Electrical – Conduit Underground – Ways for tunneling under obstructions

electricalnecunderground

I'm running into a situation where it's increasingly difficult to bury this PVC underground 18" in some spots due to massive tree roots. Changing directions and/or destroying the roots isn't an option. The isolated roots are easy enough to tunnel under but there are root 'clusters' that are close together are the hard part. I did bore a hole in those roots about 9" deep and wanted to use rigid metal conduit, however the size I need to use (1.25") makes it difficult to source (rent, not purchase) a conduit bender capable of bending this size.

I read in the NEC table 300.5 that PVC is under 2" of 'concrete or equivalent' than it can be as close as 12" from grade. My question is: What is 'equivalent'?

Also, I tried the 'pressure water' method for tunneling, it got real messy real fast and my pipe didn't stay level, probably doing it wrong.

Looking at a few tools such as Borit as a next resort (something cheaper is ideal b/c I'll probably only use it once and I never quite get around to reselling a tool), and calling someone to finish this short portion of trench as a final resort. If anyone can offer insight as to either finishing this trench at 18", or having the PVC above that with 2" concrete (or equivalent?)

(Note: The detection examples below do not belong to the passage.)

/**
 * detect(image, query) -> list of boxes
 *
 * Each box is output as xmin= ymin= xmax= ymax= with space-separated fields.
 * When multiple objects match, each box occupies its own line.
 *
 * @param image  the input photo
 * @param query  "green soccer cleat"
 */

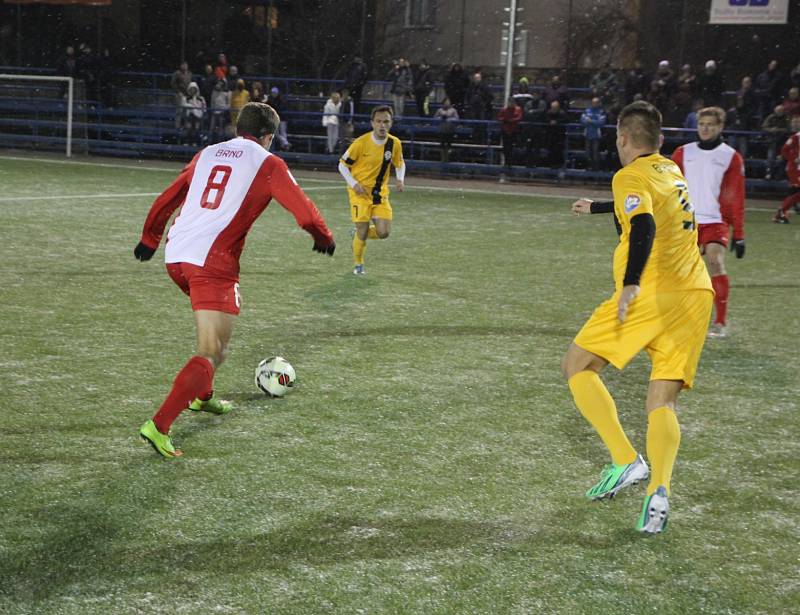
xmin=636 ymin=486 xmax=669 ymax=534
xmin=139 ymin=419 xmax=183 ymax=459
xmin=586 ymin=455 xmax=650 ymax=500
xmin=189 ymin=397 xmax=233 ymax=414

Also, one idea I just had is running the PVC and forming concrete outside the trench, and dropping it in the trench after it's hardened, hopefully that makes sense.

Update

Tomorrow (Weather contingent) I will try shop vac'ing around the roots, OP's yard in that video appears to have some root clusters and it looks like he did an excellent job getting the dirt from around them. Patience I have, money I don't.

The difficult can be done right away, the impossible takes a little longer.

Best Answer

300.5 also specs 4" of concrete allows 0" cover (other than the 4" concrete) if it's wide enough (6" sideways from the conduit each way.) I believe that "equivalent" would allow things like concrete pavers or bricks as well as poured-in-place concrete for in-trench conduit cover.

Not sure how you approached "pressure water" boring - I'd use a section of the conduit size you want to run, or larger, with a section of smaller pipe inside it to run the water in - waste-water and dirt comes out the space between the two pipes, and the larger outer pipe directs the "drilling" - but roots and stones will stop that method, and it's not good for corners.

For tools you only need once, remember rental. But sometimes rental costs as much as having someone come do it.

I can't imagine how you'd envision pouring concrete separate from the trench to be in any way easier or more effective than pouring it in the trench. I can only see that as a complication that makes everything more difficult. Backfill and compact level with the top of the conduit, shape the trench to be wide enough for how deep the conduit is buried, pour the concrete - nothing easier than that if you have to use concrete cover.